Last week, the firm also announced plans to close its Vauxhall van-making factory in Luton, putting about 1,100 jobs at risk.

Before his resignation, Mr Tavares was one of the most powerful people in the global motor industry.

In a statement announcing Mr Tavares’ departure, Henri de Castries, Stellantis’ senior independent director said: “Stellantis’ success since its creation has been rooted in a perfect alignment between the reference shareholders, the board and the chief executive.

“However, in recent weeks different views have emerged which have resulted in the board and the chief executive coming to today’s decision.”

Mr Tavares had a reputation as a ruthless cost-cutter.

He made his name at Renault, working with the colourful and controversial chief executive, Carlos Ghosn, before taking the top job at PSA Group.

At the time, the French group was close to bankruptcy. He was credited with turning it around before orchestrating a merger with Fiat Chrysler to form Stellantis in 2021, creating a global giant.

“He was known for being able to turn around companies that were troubled,” Hans Greimel, Asia editor at Automotive News, told the BBC.

However, Mr Tavares’ position has been undermined recently by a dramatic fall in sales and profits at the company.

“Critics would say he was just cost-cutting too much and delaying products and also hurting quality,” said Mr Greimel.

In September, Stellantis had issued a profit warning after it reported a sharp drop in sales in North America.

Dealers found themselves struggling to shift a glut of unsold vehicles, which customers simply didn’t want to buy.

The company was criticised for producing too many cars of the wrong type, failing to adapt to changing customer tastes and losing ground to more dynamic rivals.

Prof David Bailey from the Birmingham Business School, told the BBC’s Today programme that while there is “huge turmoil in the car industry generally” Stellantis has its own “particular problems”.

He said: “What’s really, really driving that, I think, is the situation in North America where they’ve had appalling results, a very dated product line-up, rising inventories and slipping market share as a result of which all the stakeholders involved – suppliers, dealers, workers, investors – are deeply unhappy.

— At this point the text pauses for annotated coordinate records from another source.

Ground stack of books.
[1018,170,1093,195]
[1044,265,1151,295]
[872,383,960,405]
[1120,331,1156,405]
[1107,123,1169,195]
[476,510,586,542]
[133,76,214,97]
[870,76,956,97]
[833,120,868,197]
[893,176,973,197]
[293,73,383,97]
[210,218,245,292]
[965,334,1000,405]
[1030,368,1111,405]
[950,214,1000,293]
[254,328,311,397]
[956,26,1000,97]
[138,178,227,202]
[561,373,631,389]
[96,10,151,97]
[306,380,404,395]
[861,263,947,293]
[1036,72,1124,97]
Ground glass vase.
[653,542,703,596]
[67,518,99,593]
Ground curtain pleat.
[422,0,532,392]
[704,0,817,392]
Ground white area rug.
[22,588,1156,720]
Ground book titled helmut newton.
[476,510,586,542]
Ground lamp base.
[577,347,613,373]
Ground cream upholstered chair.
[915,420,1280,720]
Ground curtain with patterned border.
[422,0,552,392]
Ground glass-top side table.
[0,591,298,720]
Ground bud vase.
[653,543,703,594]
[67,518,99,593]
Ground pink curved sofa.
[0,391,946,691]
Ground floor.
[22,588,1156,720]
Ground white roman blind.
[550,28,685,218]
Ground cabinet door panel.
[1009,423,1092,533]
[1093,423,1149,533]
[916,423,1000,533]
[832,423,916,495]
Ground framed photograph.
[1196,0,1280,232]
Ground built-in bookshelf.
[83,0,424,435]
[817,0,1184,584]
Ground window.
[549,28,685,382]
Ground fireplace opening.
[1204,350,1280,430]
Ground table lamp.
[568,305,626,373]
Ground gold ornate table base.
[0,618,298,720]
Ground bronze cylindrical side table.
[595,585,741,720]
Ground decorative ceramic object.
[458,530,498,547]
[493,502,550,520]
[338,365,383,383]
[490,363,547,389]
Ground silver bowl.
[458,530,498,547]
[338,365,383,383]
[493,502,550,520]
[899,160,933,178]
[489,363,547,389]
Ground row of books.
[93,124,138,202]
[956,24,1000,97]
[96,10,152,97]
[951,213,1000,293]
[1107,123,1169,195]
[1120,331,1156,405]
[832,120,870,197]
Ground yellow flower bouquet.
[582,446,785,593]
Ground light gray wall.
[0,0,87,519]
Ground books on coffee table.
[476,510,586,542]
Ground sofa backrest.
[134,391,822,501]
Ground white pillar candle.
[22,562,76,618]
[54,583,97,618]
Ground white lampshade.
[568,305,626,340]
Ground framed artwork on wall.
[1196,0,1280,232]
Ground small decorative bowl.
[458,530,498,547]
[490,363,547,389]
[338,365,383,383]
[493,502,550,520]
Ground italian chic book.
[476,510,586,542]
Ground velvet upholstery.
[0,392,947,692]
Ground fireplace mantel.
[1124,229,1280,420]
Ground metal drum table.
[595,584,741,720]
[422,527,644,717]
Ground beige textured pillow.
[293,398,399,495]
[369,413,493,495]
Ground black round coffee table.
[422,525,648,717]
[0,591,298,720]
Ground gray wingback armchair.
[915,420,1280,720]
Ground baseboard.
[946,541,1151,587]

“I think that has penetrated the board and made his position untenable.”

Stellantis’ share price has fallen by 40% since the start of this year, a far worse performance than its rivals. Following Mr Tavares’ departure on Monday, it fell further, down more than 9%.

Mr Tavares already agreed to step down in 2026, rather than extending his contract – a move that arguably weakened his position significantly.

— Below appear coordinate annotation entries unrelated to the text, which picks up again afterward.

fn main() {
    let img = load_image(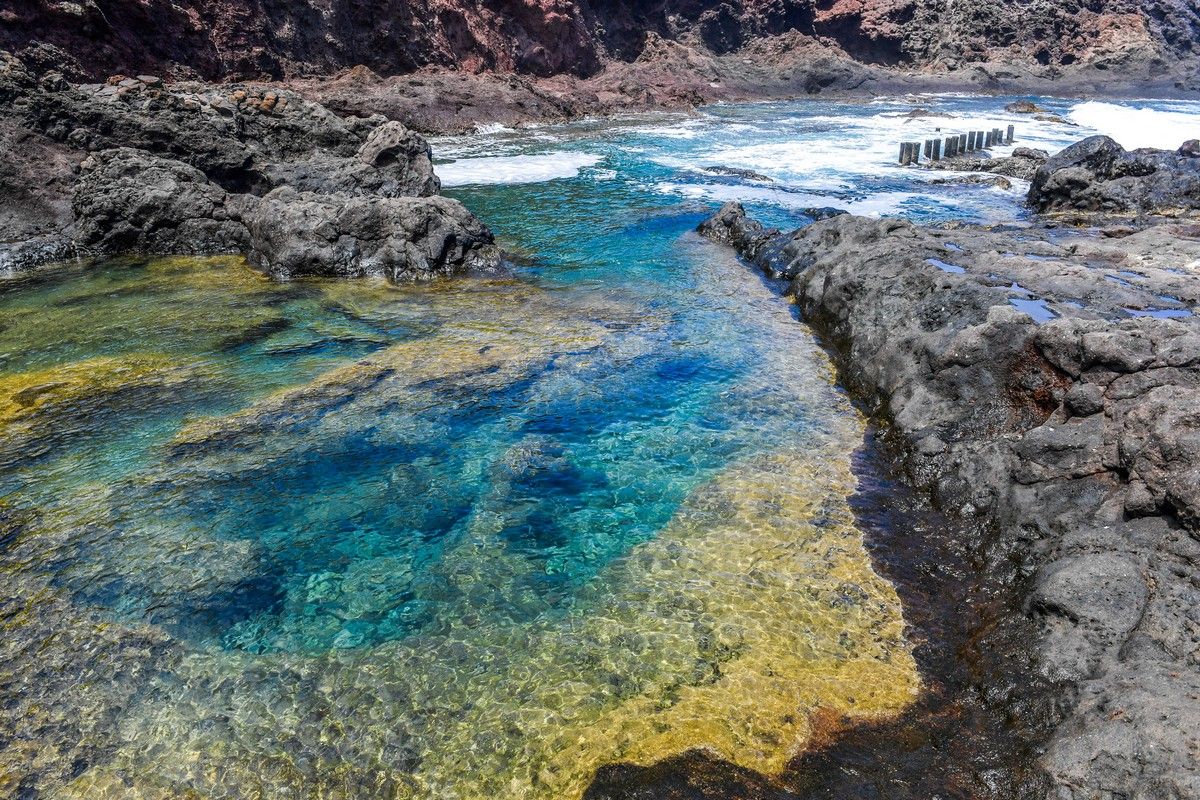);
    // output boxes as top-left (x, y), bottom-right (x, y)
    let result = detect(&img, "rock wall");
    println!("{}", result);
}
top-left (0, 52), bottom-right (499, 282)
top-left (701, 203), bottom-right (1200, 800)
top-left (0, 0), bottom-right (1200, 79)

Stellantis said it now expects to appoint a new boss by the middle of next year.

In the meantime, it will set up a new interim executive committee, headed by the firm’s chair John Elkann who is a member of the powerful Agnelli family of Italian industrialists.

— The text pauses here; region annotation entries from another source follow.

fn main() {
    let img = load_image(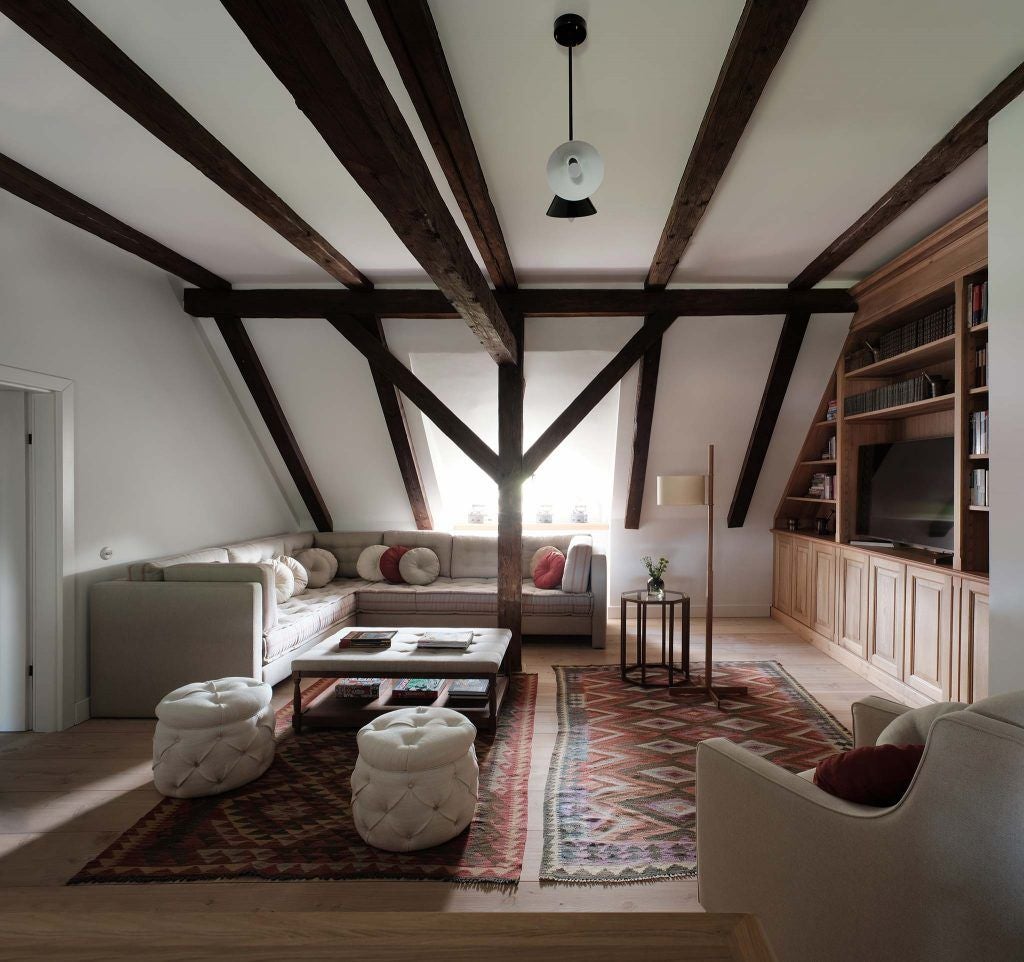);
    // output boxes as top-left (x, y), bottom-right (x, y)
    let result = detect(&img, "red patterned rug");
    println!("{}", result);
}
top-left (541, 662), bottom-right (851, 882)
top-left (69, 675), bottom-right (537, 885)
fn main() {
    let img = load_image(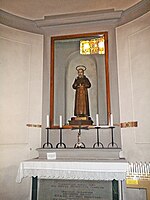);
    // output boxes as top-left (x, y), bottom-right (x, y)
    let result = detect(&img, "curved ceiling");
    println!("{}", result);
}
top-left (1, 0), bottom-right (141, 20)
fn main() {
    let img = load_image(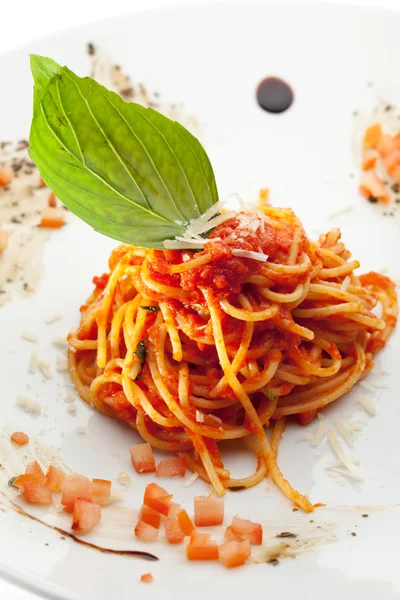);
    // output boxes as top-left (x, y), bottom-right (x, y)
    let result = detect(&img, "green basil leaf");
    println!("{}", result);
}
top-left (264, 385), bottom-right (276, 402)
top-left (29, 55), bottom-right (218, 248)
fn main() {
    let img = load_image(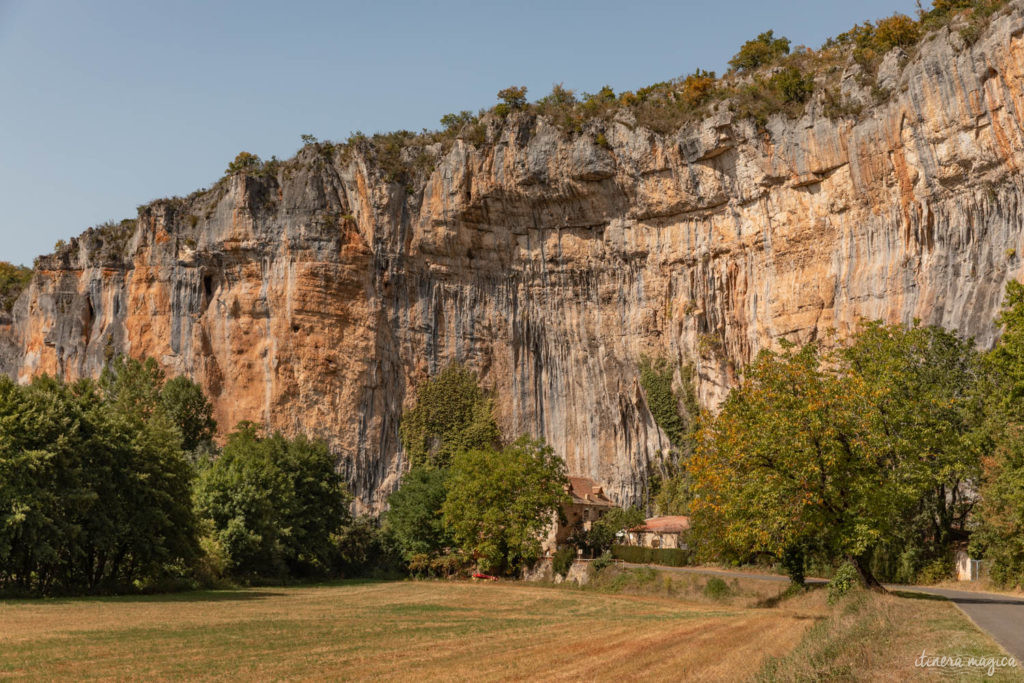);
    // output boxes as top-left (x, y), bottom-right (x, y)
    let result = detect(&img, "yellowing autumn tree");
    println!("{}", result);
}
top-left (688, 345), bottom-right (898, 587)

Mr Elkann controls a significant voting stake in the group on behalf of his family.

He is the one currently leading the search for Mr Tavares’ successor and his views will be crucial in shaping the future of the automotive giant.

Mr Tavares frequently made headlines in the UK by casting doubt over the future of Vauxhall operations, linking it to issues such as Brexit and government plans to force carmakers to build more electric cars.

It is not yet clear whether his departure will affect the planned closure of Stellantis’ Luton plant.

Stellantis’s Vauxhall plant in Luton currently builds petrol and diesel vans and had been due to start making its medium-sized Vivaro electric van from 2025, before the decision to close it.

The company is now planning to combine its electric van production at its other UK plant in Ellesmere Port in Cheshire.

In Europe, Stellantis has suffered the same fate as many other manufacturers – coming under pressure from Chinese rivals at a time when take-up of electric vehicles has been more sluggish than expected.

A tie-up with the China’s Leapmotor may reap dividends, but is in its early stages.

On what the change at the top means for Luton, Prof Bailey said: “I think everything is up in the air. Whether or not that could be reversed I don’t know. One would hope but I suspect that that has gone sadly.

“I don’t think there are any guarantees about the future whatsoever of Stellantis’s operations in the UK.”